According to Johnson, deporting about 4.5 million illegal immigrants with criminal records will be the federal government’s “first priority.” Vice President-elect JD Vance has put the number of those who have committed crimes at 1 million, while Rep. Tony Gonzalez (R-Texas) puts it at about 600,000. And Johnson has expressed no concern about the effect on the economy and the government’s budget deficit — let alone on the lives of millions of people — of investigations, arrests, detentions, deportations and the removal of workers from industries such as manufacturing, hospitality and agriculture.
Johnson voted against the John Lewis Voting Rights Act and the Violence Against Women Act. In 2020, he helped draft a brief for a lawsuit seeking to overturn the results of the presidential election in Pennsylvania, Georgia, Michigan and Wisconsin.
Johnson supports legislation banning any discussion of gender identity, sexual orientation or related subjects in public schools. He has advocated criminalizing gay sex and characterized gay marriage “as the dark harbinger of chaos and sexual anarchy that could doom even the strongest republic.” He opposed extending medical benefits to same-sex partners of federal government employees.

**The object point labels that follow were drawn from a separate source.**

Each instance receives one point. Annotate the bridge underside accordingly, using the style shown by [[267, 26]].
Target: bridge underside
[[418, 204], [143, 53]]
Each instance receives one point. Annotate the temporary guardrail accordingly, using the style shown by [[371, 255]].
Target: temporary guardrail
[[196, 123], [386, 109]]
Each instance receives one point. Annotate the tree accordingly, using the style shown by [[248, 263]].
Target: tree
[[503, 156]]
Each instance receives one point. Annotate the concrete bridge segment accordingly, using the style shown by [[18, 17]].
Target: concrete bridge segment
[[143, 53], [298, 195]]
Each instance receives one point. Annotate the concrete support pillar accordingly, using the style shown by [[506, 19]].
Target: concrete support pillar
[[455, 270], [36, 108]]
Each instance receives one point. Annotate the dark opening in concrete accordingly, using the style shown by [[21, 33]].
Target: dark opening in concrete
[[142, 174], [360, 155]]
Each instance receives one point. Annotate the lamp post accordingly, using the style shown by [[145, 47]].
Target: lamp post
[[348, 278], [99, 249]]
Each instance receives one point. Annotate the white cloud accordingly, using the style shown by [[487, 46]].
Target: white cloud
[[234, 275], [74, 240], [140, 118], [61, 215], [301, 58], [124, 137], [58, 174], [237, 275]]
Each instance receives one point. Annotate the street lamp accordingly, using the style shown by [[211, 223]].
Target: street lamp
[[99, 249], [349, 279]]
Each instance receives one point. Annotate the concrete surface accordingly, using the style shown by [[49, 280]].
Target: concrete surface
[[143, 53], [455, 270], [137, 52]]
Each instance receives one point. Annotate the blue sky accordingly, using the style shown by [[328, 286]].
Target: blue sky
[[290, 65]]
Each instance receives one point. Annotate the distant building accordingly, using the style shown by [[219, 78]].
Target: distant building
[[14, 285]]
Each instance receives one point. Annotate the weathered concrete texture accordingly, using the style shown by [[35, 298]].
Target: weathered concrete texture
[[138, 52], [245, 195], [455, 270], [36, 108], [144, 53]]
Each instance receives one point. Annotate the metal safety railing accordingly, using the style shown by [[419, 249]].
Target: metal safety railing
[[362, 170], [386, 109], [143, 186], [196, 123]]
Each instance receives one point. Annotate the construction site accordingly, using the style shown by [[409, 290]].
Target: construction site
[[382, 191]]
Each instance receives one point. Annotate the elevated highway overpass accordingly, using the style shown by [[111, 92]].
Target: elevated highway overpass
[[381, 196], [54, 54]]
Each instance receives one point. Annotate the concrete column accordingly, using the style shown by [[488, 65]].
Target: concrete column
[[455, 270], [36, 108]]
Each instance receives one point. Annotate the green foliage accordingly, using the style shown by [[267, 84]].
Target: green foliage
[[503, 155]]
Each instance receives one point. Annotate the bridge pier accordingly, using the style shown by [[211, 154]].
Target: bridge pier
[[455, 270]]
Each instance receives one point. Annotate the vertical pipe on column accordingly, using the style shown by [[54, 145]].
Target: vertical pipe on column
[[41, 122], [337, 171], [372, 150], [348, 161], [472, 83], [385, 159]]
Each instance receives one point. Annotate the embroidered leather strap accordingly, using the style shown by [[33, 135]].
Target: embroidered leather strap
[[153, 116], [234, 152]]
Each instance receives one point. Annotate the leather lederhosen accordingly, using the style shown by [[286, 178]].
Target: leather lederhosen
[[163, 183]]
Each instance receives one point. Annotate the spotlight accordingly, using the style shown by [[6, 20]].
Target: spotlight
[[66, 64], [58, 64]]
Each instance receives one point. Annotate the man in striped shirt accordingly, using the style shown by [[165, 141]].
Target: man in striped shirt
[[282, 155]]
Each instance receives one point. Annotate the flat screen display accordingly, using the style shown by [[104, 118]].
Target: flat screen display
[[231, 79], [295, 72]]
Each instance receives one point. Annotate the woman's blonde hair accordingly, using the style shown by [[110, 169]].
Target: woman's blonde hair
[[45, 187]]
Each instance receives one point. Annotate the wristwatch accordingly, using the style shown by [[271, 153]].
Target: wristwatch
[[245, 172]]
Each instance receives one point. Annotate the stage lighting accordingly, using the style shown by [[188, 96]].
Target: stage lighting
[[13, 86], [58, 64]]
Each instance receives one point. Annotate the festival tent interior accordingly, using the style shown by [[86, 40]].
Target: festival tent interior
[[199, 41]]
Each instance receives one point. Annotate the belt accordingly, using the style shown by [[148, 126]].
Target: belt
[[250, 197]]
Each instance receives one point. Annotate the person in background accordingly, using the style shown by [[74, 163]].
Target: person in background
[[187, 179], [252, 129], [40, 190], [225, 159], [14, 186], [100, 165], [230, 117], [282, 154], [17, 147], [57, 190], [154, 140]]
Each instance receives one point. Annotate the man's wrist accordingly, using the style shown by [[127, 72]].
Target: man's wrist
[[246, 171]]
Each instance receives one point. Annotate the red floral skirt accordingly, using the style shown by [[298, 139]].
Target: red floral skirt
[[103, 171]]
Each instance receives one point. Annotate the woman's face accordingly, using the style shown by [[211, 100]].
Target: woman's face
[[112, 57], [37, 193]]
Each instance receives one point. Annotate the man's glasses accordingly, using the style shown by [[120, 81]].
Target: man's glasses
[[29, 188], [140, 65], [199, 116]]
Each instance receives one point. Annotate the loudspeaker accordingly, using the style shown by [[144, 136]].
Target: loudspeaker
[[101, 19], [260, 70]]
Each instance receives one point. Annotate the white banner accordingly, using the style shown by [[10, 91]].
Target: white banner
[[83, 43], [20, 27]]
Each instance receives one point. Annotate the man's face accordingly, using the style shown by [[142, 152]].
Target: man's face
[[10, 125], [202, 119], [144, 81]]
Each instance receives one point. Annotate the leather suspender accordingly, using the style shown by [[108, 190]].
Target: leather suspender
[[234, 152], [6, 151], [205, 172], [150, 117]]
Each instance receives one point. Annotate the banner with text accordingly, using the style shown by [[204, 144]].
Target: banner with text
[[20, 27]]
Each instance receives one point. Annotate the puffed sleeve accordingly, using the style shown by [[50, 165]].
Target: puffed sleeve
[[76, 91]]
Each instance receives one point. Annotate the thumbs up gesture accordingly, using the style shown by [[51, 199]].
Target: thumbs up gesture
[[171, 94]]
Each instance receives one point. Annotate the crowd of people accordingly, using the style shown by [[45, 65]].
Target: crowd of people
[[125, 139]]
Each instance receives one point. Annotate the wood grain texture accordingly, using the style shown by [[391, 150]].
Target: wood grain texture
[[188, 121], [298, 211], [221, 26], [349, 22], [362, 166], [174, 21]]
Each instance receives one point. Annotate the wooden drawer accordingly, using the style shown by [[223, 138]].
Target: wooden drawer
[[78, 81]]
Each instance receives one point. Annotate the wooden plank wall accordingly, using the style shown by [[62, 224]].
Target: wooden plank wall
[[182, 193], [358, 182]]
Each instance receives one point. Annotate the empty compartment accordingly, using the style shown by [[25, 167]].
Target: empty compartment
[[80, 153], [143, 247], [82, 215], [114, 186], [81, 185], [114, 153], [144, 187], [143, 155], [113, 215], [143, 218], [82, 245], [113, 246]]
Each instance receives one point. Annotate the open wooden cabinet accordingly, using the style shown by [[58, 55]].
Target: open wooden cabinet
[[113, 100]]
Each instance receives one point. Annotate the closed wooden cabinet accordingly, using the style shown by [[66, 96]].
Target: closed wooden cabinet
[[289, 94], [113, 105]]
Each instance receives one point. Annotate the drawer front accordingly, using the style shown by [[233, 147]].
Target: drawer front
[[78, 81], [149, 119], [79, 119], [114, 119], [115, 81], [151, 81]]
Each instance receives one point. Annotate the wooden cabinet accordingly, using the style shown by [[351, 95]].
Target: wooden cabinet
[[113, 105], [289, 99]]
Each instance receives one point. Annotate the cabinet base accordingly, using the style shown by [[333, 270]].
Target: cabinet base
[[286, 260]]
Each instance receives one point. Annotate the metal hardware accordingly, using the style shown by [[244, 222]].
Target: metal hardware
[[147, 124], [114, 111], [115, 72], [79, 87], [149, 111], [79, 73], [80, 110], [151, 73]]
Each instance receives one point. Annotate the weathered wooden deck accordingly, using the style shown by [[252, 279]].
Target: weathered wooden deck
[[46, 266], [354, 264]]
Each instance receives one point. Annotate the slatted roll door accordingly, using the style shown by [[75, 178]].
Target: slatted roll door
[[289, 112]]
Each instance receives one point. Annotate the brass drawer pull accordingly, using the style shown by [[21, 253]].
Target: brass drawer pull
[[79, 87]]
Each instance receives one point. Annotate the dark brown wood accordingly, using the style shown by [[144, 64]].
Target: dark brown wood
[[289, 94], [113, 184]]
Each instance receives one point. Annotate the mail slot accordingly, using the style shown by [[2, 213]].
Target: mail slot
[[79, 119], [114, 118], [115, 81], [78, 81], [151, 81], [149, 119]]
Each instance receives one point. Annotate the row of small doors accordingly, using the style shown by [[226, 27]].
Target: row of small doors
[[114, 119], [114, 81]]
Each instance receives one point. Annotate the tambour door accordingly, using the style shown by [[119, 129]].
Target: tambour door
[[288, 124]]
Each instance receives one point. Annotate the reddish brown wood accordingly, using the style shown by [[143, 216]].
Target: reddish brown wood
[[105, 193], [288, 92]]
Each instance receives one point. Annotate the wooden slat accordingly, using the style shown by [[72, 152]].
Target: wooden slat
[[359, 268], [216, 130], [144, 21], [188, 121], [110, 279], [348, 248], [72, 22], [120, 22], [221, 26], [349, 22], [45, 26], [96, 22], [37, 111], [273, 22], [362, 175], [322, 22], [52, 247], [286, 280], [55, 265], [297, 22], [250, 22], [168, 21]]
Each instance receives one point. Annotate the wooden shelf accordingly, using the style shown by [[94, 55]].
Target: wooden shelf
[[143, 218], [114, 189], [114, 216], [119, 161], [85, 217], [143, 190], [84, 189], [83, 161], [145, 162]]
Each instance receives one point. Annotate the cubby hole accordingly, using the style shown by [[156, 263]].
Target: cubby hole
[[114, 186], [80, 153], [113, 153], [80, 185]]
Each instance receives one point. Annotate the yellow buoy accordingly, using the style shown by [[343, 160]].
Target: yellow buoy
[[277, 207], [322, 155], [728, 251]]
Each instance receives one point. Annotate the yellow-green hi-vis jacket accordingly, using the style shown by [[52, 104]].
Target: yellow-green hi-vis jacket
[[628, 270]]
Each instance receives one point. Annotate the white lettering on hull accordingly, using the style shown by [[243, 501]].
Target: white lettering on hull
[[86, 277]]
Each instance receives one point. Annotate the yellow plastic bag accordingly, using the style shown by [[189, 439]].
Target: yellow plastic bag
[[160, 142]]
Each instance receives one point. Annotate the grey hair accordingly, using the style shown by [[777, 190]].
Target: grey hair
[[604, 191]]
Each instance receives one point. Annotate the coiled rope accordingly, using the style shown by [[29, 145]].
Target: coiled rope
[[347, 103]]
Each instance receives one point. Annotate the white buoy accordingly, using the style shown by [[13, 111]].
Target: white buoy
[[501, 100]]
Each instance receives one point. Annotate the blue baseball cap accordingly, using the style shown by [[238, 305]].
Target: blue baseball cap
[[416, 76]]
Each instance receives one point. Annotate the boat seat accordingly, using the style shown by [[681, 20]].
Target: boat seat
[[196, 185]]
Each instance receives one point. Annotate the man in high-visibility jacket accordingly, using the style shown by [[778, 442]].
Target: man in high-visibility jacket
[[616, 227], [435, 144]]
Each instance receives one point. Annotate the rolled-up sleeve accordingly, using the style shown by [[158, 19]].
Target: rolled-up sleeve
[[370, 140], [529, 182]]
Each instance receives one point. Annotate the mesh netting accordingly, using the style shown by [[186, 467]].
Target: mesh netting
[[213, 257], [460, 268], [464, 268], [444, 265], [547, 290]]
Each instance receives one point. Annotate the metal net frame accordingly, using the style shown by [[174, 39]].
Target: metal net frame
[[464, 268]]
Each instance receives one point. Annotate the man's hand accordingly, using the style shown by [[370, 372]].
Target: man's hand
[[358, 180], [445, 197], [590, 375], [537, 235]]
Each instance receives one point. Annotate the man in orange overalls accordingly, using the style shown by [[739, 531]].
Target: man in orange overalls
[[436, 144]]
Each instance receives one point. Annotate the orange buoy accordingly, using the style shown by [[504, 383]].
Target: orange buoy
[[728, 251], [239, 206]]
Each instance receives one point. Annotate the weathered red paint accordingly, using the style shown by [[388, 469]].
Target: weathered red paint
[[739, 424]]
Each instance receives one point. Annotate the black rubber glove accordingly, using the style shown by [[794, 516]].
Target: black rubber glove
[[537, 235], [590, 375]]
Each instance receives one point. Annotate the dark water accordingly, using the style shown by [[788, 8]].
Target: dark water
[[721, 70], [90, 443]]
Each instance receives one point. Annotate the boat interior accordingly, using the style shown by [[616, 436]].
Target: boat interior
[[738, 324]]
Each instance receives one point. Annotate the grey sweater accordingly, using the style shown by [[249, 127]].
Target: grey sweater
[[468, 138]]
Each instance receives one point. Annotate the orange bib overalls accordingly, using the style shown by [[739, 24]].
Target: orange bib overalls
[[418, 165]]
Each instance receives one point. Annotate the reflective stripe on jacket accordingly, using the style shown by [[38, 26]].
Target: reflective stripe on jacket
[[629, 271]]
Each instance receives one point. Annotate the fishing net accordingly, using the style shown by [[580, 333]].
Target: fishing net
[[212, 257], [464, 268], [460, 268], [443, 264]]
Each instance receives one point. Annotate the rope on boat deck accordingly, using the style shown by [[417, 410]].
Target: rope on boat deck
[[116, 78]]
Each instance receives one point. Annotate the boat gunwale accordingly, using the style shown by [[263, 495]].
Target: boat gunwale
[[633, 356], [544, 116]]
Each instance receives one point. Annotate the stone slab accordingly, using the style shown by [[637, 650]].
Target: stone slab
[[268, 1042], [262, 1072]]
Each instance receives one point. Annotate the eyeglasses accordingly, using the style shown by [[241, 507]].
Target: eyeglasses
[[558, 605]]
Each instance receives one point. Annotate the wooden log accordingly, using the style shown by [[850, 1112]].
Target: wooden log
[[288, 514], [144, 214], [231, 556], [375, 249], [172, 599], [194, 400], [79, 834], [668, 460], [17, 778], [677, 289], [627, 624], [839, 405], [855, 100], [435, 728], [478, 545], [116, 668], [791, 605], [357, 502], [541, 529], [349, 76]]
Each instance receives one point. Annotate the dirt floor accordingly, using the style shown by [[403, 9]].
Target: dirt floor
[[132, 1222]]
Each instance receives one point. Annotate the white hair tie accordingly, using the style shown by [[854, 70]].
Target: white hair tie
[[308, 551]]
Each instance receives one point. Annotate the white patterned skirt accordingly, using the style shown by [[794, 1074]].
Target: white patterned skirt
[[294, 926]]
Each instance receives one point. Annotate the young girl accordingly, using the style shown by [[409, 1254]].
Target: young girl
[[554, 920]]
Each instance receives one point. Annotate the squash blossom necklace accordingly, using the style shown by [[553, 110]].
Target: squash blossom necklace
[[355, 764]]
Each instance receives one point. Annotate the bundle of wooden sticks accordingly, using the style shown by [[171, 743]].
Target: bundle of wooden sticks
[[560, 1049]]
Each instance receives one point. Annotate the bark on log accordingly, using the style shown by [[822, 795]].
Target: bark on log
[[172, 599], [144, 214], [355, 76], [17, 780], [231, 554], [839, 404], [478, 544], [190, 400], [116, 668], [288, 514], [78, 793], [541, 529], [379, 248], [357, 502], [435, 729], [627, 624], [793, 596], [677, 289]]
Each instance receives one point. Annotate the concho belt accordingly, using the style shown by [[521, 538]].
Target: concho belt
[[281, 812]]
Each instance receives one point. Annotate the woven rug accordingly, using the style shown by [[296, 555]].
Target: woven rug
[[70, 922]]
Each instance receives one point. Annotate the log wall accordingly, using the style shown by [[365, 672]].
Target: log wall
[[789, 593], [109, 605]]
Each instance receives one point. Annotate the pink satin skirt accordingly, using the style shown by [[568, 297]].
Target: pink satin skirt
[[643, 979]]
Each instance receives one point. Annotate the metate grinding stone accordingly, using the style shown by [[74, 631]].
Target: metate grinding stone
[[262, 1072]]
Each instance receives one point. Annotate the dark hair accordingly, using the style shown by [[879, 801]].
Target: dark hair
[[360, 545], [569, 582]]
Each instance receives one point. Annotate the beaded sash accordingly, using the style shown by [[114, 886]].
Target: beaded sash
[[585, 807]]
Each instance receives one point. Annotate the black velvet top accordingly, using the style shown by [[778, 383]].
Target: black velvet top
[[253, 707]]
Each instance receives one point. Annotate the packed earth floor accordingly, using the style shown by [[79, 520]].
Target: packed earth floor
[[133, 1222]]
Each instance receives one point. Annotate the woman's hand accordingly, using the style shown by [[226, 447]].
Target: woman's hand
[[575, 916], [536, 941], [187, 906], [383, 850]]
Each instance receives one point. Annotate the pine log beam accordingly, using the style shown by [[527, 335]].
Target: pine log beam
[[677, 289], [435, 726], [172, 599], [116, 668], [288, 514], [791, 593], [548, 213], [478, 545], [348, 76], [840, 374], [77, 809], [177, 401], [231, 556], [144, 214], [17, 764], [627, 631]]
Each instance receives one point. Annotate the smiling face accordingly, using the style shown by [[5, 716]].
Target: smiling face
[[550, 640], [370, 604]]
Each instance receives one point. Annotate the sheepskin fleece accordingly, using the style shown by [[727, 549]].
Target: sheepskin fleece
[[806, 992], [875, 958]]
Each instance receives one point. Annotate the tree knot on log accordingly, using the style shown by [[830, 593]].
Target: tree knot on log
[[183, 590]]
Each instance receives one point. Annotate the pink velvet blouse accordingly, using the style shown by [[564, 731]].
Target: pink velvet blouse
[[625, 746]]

Johnson once stated that “we tamper with God’s created order at our peril,” and as a lawyer, he represented the creationist Noah’s Ark Theme Park Developers in Kentucky in a case involving the state’s denial of tax incentives to its parent company for making belief in the biblical flood a condition of employment. The requirement, Johnson argued, did not violate the separation of church and state; the denial of tax incentives constituted “viewpoint discrimination.”
The recipient of more campaign funds from oil and gas companies than from any other industry, Johnson has opined that fossil fuels are not the “primary driver” of climate change, voted to cut funding from the Environmental Protection Agency and declared that the Democrats’ Green New Deal “would usher in a socialist society in America.”
Since so many House seats are now in safe districts, where the principal threat to incumbents is a primary election, members are now much more likely to be ideologues, contemptuous of compromises. In contrast, when a Speaker’s party holds a slim majority, he or she must be a pragmatist to get anything done.
In 2023 and 2024, Mike Johnson tried — and failed — to square that circle. This time he may be tempted or even compelled to choose “apocalypse now.”
Glenn C. Altschuler is the Thomas and Dorothy Litwin Emeritus Professor of American Studies at Cornell University.